#!/usr/bin/env python
# Code pulled from https://github.com/eentzel/htmltruncate.py
import sys
END = -1
class UnbalancedError(Exception):
pass
class OpenTag:
def __init__(self, tag, rest=''):
self.tag = tag
self.rest = rest
def as_string(self):
return '<' + self.tag + self.rest + '>'
class CloseTag(OpenTag):
def as_string(self):
return '</' + self.tag + '>'
class SelfClosingTag(OpenTag):
pass
class Tokenizer:
def __init__(self, input):
self.input = input
self.counter = 0 # points at the next unconsumed character of the input
def __next_char(self):
self.counter += 1
return self.input[self.counter]
def next_token(self):
try:
char = self.input[self.counter]
self.counter += 1
if char == '&':
return self.__entity()
elif char != '<':
return char
elif self.input[self.counter] == '/':
self.counter += 1
return self.__close_tag()
else:
return self.__open_tag()
except IndexError:
return END
def __entity(self):
"""Return a token representing an HTML character entity.
Precondition: self.counter points at the charcter after the &
Postcondition: self.counter points at the character after the ;
"""
char = self.input[self.counter]
entity = ['&']
while char != ';':
entity.append(char)
char = self.__next_char()
entity.append(';')
self.counter += 1
return ''.join(entity)
def __open_tag(self):
"""Return an open/close tag token.
Precondition: self.counter points at the first character of the tag name
Postcondition: self.counter points at the character after the <tag>
"""
char = self.input[self.counter]
tag = []
rest = []
while char != '>' and char != ' ':
tag.append(char)
char = self.__next_char()
while char != '>':
rest.append(char)
char = self.__next_char()
if self.input[self.counter - 1] == '/':
self.counter += 1
return SelfClosingTag( ''.join(tag), ''.join(rest) )
else:
self.counter += 1
return OpenTag( ''.join(tag), ''.join(rest) )
def __close_tag(self):
"""Return an open/close tag token.
Precondition: self.counter points at the first character of the tag name
Postcondition: self.counter points at the character after the <tag>
"""
char = self.input[self.counter]
tag = []
while char != '>':
tag.append(char)
char = self.__next_char()
self.counter += 1
return CloseTag( ''.join(tag) )
def truncate(str, target_len, ellipsis = ''):
"""Returns a copy of str truncated to target_len characters,
preserving HTML markup (which does not count towards the length).
Any tags that would be left open by truncation will be closed at
the end of the returned string.
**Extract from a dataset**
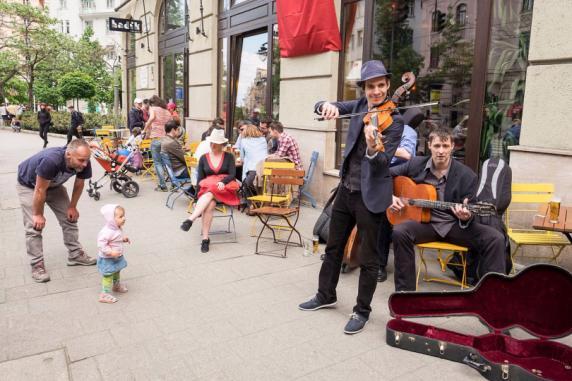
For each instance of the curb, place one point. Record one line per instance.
(51, 134)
Optionally append ellipsis if
the string was truncated."""
stack = [] # open tags are pushed on here, then popped when the matching close tag is found
retval = [] # string to be returned
length = 0 # number of characters (not counting markup) placed in retval so far
tokens = Tokenizer(str)
tok = tokens.next_token()
while tok != END and length < target_len:
if tok.__class__.__name__ == 'OpenTag':
stack.append(tok)
retval.append( tok.as_string() )
elif tok.__class__.__name__ == 'CloseTag':
if stack[-1].tag == tok.tag:
stack.pop()
retval.append( tok.as_string() )
else:
raise UnbalancedError( tok.as_string() )
elif tok.__class__.__name__ == 'SelfClosingTag':
retval.append( tok.as_string() )
else:
retval.append(tok)
length += 1
tok = tokens.next_token()
while len(stack) > 0:
tok = CloseTag( stack.pop().tag )
retval.append( tok.as_string() )
if length == target_len:
return ''.join(retval) + ellipsis
else:
return ''.join(retval)